Key Findings and Supervisory Expectations
While the CSA did not identify material undue costs being charged to UCITS, a number of deficiencies were identified in setting the cost and fee structure for investment funds. The following is a summary of the key findings and supervisory expectations of the Central Bank:
Deficiency
| Central Bank Expectation | |
---|---|---|
Policies and Procedures
| Lack of detailed and documented policies and procedures
Insufficient pricing governance structure | Structured, formalised pricing policies and procedures with clear oversight and approval from senior management that allows for the transparent identification and quantification of all costs charged to the fund |
Review of costs and Fees
| Failure to regularly review costs and fees | All costs, both new and existing, to be reviewed annually taking into account: (1) investment objective and strategy, (2) target and actual level of performance achieved, and (3) role and responsibilities of service providers
Periodic reviews should also be performed to ensure that the fund continues to offer investors a return commensurate with the risk profile of the fund Review should evidence that throughout the life of the fund, the costs and fees are calculated in a fair and equitable manner, serving the best interests of investors The viability and competitiveness of the fund should be considered in terms of the fund being capable of providing a positive return to investors. The board should further consider if the fund remains a suitable investment for investors |
Design and oversight of fee structure
| Over-reliance on delegate investment managers to determine pricing structure with limited engagement in the process by management companies
Variations in the frequency and detail of board reporting on costs and fees | Clear policies and procedures for the design, oversight and regular review of cost and fee structures to ensure they are operating effectively and in the best interests of investors |
Efficient Portfolio Management
| Retention of revenue from securities lending[1]

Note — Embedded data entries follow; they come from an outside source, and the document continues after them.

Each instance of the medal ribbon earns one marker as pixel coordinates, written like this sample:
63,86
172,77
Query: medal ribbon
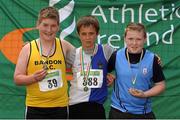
86,75
134,77
41,54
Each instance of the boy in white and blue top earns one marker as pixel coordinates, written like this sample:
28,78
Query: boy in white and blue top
88,89
138,77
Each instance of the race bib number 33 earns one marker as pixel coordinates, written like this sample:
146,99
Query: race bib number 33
52,81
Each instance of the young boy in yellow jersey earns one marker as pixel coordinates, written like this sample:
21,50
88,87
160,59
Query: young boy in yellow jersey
41,68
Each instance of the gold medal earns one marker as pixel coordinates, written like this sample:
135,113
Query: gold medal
45,67
86,88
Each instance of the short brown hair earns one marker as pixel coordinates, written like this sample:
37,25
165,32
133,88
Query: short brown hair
48,12
136,27
87,21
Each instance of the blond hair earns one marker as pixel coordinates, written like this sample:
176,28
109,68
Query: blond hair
48,12
135,27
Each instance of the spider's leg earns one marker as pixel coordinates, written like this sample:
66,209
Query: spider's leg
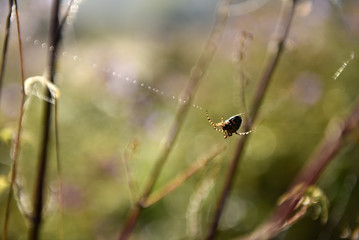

Lack of formal and sufficiently detailed policies and procedures in place covering EPM activities Lack of review of fees applicable to securities lending | All fee arrangements with respect to securities lending programmes to be compliant with ESMA’s expectations and clearly disclosed in the policies and procedures of the management company
EPM disclosures within fund documentation should clearly describe the EPM strategy, the risks involved and the fee structure Fee arrangements relating to EPM activities should be reviewed as part of the annual costs and fees review |
Fixed Operating Expense (“FOE”) Models | Retention of disproportionate excess income under a FOE model | Where a FOE is being used, investors to be fully aware of all expenses
FOE model to be calibrated so that any differential is minimised and that undue costs are not charged to investors FOE models to be reviewed as part of the annual costs and fees review |
Non-discretionary Investment Advisor Charge | Fees paid to non-discretionary investment advisors higher than the delegated investment manager raising concerns that the investment advisor is acting with more influence and control than is appropriate | Fees paid to non-discretionary advisors to be appropriate for the services provided |
Action Required
The Central Bank has advised that costs and fees should be calculated, on an ongoing basis, in a fair and equitable manner and serving the best interests of investors. The oversight and calibration of costs and fees should be made a priority for UCITS. As highlighted above, the Central Bank expects all firms managing both UCITS and AIFs to conduct a gap analysis of its findings and expectations and, where appropriate, put a plan in place by the end of Q3 2023 to address any gaps identified. The content of the letter should be discussed and considered by the board and appropriate action should be taken without delay.
[1] ‘ESMA’s guidelines on ETFs and other UCITS’ states that “all the revenue streams arising from efficient portfolio management techniques, net of direct and indirect operational costs, should be returned to the UCITS”.